Umut: Modern war doctrines aim to make resistance seem futile

Zeynep Umut, a board member of Rojava Fine Arts University, spoke about the developments in Aleppo on 6 January, addressing Hayat Tahrir al-Sham (HTS) attacks targeting Kurds and the psychological and ideological dimensions of modern warfare, not only its military aspects. She said that the targeting of health institutions in particular, the legitimization of armed groups, and the discourse that criminalizes Kurd’s form part of a broader strategy aimed at breaking the will of peoples to resist.

A clear sign of the moral and political decay of our time

Zeynep Umut said the events in Aleppo cannot be treated as an ordinary clash, and stressed that the targeting of a hospital in particular points not only to a military act but also to a moral and political rupture: “What happened in Aleppo on 6 January cannot be brushed aside as routine news of a clash. HTS attacks targeting Kurds, especially the targeting of a hospital, were not merely a military move; they were a clear sign of the moral and political decay of the era we are living in. The reality that the structure being circulated today under the name HTS is among the world’s bloodiest and most brutal organizations is not in dispute. The fact that groups that have made beheading a method, execution a form of politics, and fear a mode of governance can suddenly be presented as ‘legitimate actors’ is the real issue that must be confronted. Even more disturbing is that the Kurdish people, who resist this barbarism in the name of humanity, are simultaneously being criminalized with the label of ‘terrorism’ in the Turkish media.”

The real war is to break people’s will before fronts are formed

Umut said she does not view what happened as a mistake or a lack of information, but as the outcome of a deliberate choice. She said warfare today is not confined to the military sphere and that the primary aim of hegemonic powers is to break the will of peoples to resist: “This picture is not a mistake, a lack of information, or a communication failure; on the contrary, it is a conscious choice of our time. Today, hegemonic powers, such as the United States and Russia, do not rule solely through military superiority. The real war is being waged before fronts are even formed. This is called breaking the will. Modern war doctrines seek to convince peoples that resistance is meaningless. Threats of chemical weapons, high-tech missile simulations, artificial intelligence-supported war scenarios, and fear-mongering videos circulated on social media all convey the same message: ‘If you resist, you will be annihilated.’ This is less a military strategy than a technique of psychological annihilation. Defeat is imposed before it is experienced in reality; people therefore do not rise, do not speak out, and grow accustomed to what is happening.”

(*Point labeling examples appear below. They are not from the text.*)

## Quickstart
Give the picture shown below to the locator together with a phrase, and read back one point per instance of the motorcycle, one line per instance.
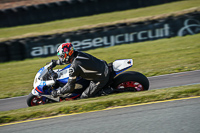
(44, 82)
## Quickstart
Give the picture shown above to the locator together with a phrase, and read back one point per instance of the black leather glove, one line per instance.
(53, 64)
(53, 74)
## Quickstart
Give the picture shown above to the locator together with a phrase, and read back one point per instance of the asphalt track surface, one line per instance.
(156, 82)
(172, 116)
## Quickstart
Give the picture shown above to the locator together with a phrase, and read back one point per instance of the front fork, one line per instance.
(39, 95)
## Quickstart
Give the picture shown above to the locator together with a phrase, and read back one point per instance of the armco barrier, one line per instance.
(123, 33)
(67, 9)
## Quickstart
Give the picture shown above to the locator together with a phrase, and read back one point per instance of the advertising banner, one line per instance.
(107, 36)
(132, 33)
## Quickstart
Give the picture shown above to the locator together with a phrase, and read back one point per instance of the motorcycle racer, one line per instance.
(85, 66)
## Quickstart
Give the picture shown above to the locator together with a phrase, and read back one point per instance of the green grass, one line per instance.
(99, 103)
(150, 58)
(66, 24)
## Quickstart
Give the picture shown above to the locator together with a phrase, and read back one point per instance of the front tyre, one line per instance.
(131, 81)
(33, 100)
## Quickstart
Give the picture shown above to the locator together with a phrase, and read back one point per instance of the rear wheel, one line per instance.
(131, 81)
(33, 100)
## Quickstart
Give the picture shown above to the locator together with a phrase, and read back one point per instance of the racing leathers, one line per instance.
(88, 67)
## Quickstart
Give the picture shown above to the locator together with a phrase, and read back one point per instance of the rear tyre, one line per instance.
(33, 100)
(131, 81)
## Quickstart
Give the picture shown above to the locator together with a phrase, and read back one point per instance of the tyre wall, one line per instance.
(67, 9)
(107, 36)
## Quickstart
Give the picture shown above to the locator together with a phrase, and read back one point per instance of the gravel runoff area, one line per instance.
(4, 4)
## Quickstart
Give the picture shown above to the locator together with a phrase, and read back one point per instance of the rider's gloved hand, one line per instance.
(53, 64)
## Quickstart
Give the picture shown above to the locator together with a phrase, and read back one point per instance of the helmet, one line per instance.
(65, 52)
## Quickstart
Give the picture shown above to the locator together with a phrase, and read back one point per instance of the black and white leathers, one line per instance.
(90, 68)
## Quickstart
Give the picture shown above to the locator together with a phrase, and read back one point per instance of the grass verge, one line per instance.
(150, 58)
(60, 26)
(99, 103)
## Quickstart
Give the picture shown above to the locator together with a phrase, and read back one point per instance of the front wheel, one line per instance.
(131, 81)
(33, 100)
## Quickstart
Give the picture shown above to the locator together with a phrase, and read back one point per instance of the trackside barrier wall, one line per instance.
(123, 33)
(67, 9)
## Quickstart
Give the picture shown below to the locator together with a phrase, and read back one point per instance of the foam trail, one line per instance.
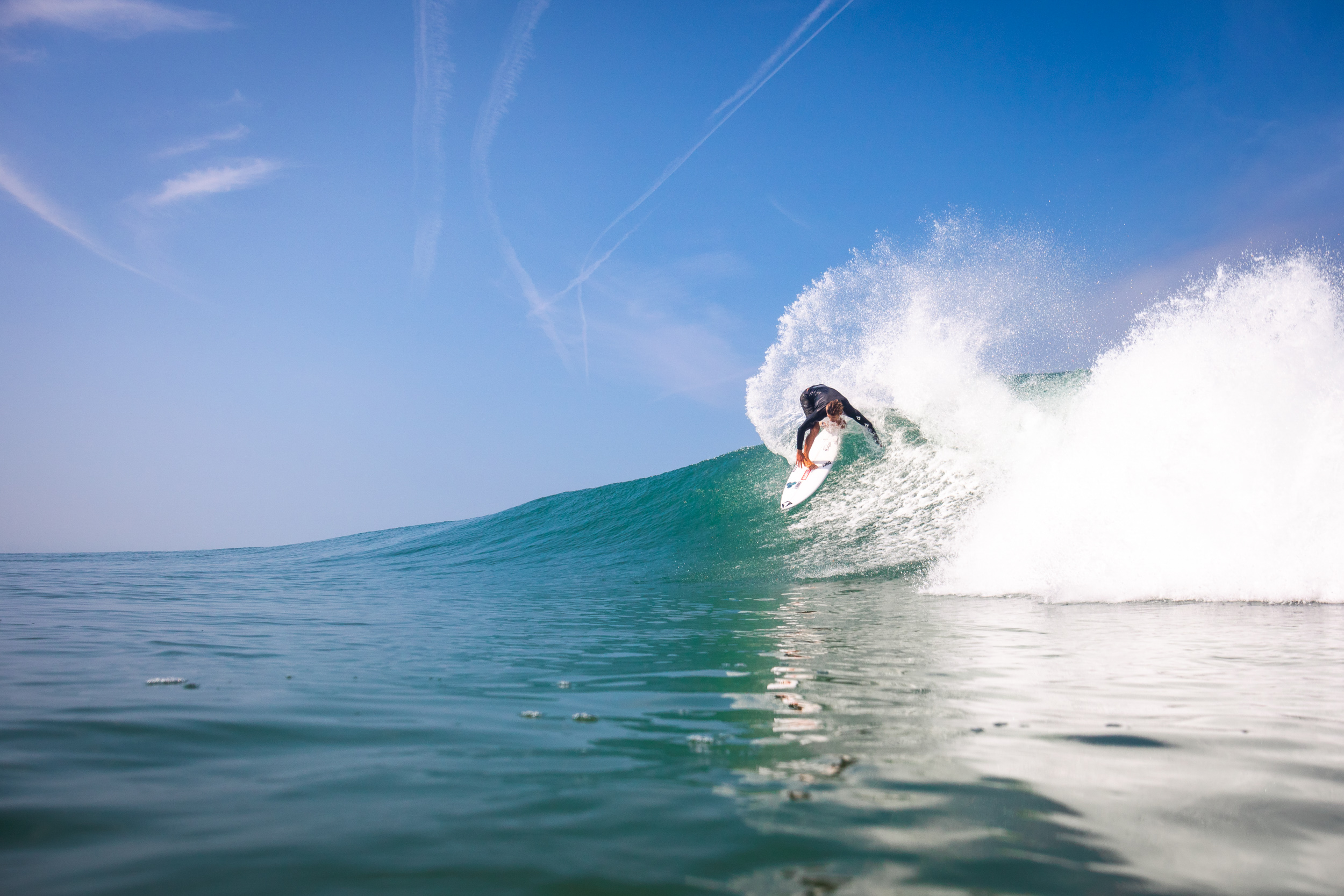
(1205, 458)
(518, 49)
(433, 90)
(1200, 458)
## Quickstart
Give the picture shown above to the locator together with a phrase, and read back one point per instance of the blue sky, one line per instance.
(285, 272)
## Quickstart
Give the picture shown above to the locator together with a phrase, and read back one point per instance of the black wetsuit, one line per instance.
(815, 399)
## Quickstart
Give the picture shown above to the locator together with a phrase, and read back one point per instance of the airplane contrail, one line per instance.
(768, 70)
(433, 90)
(41, 206)
(518, 49)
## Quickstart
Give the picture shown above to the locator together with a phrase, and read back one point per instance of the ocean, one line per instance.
(1068, 633)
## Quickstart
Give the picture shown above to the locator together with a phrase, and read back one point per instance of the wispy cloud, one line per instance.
(109, 18)
(433, 89)
(222, 179)
(45, 209)
(518, 49)
(800, 38)
(202, 143)
(788, 214)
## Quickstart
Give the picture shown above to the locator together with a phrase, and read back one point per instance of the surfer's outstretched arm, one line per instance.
(816, 417)
(863, 421)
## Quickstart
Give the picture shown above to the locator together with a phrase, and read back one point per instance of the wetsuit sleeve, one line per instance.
(816, 417)
(850, 410)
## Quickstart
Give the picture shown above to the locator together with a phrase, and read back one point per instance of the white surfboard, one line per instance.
(803, 481)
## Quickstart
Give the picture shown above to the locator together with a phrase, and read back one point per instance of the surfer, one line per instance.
(821, 404)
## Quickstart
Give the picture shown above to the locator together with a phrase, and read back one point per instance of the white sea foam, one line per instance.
(1202, 458)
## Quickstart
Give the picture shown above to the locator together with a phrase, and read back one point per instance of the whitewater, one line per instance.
(1076, 629)
(1198, 458)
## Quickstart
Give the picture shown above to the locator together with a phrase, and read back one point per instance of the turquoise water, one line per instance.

Not merely a defensive reflex

Zeynep Umut drew attention to the stance displayed by Kurds today, stressing that it cannot be read merely as a defensive reflex, but carries the meaning of a powerful rejection of the idea of submission imposed by the age.

Umut said, “This is precisely why the stance displayed by Kurds today is not merely a defensive reflex; it is a position that shatters the greatest lie of this age. We are speaking of a will that shows resistance is still possible against tanks, artillery, and unmanned aerial vehicles. We are speaking of a people who do not retreat despite threats of ‘you will be annihilated,’ and who do not submit in the face of scenarios of fear.”

Kurds have existed by resisting, not by submitting

Zeynep Umut said this resistance is not a momentary outburst, and pointed to the historical experience of the Kurds, noting that resistance represents a cultural and political continuity: “What we are talking about here is not a sudden surge of courage, but a culture of resistance built over time. Kurds have existed by resisting, not by submitting. They have grown stronger each time by rising again against denial, suppression, and attempts to invert reality. The reason they remain at such a constant target today lies precisely here.

The legitimization of HTS and the criminalization of Kurds cannot be read separately from this context. This is not chaos in which good and evil are blurred; it is a systematic attempt to break the culture of resistance. People who resist constitute not only a military but also an ideological threat.

The fact that these developments are so visible is not coincidental; it is the result of a strategy that expects us to grow accustomed to them, to normalize them, and to stop questioning. To dismiss the issue by saying ‘the world is already like this’ is the greatest form of complacency. It is precisely at this point that historical and theoretical reflection is needed more than ever.

Only then can we see how this distortion, presented to us as natural, has been constructed, and be reminded that will has not yet been fully subdued.”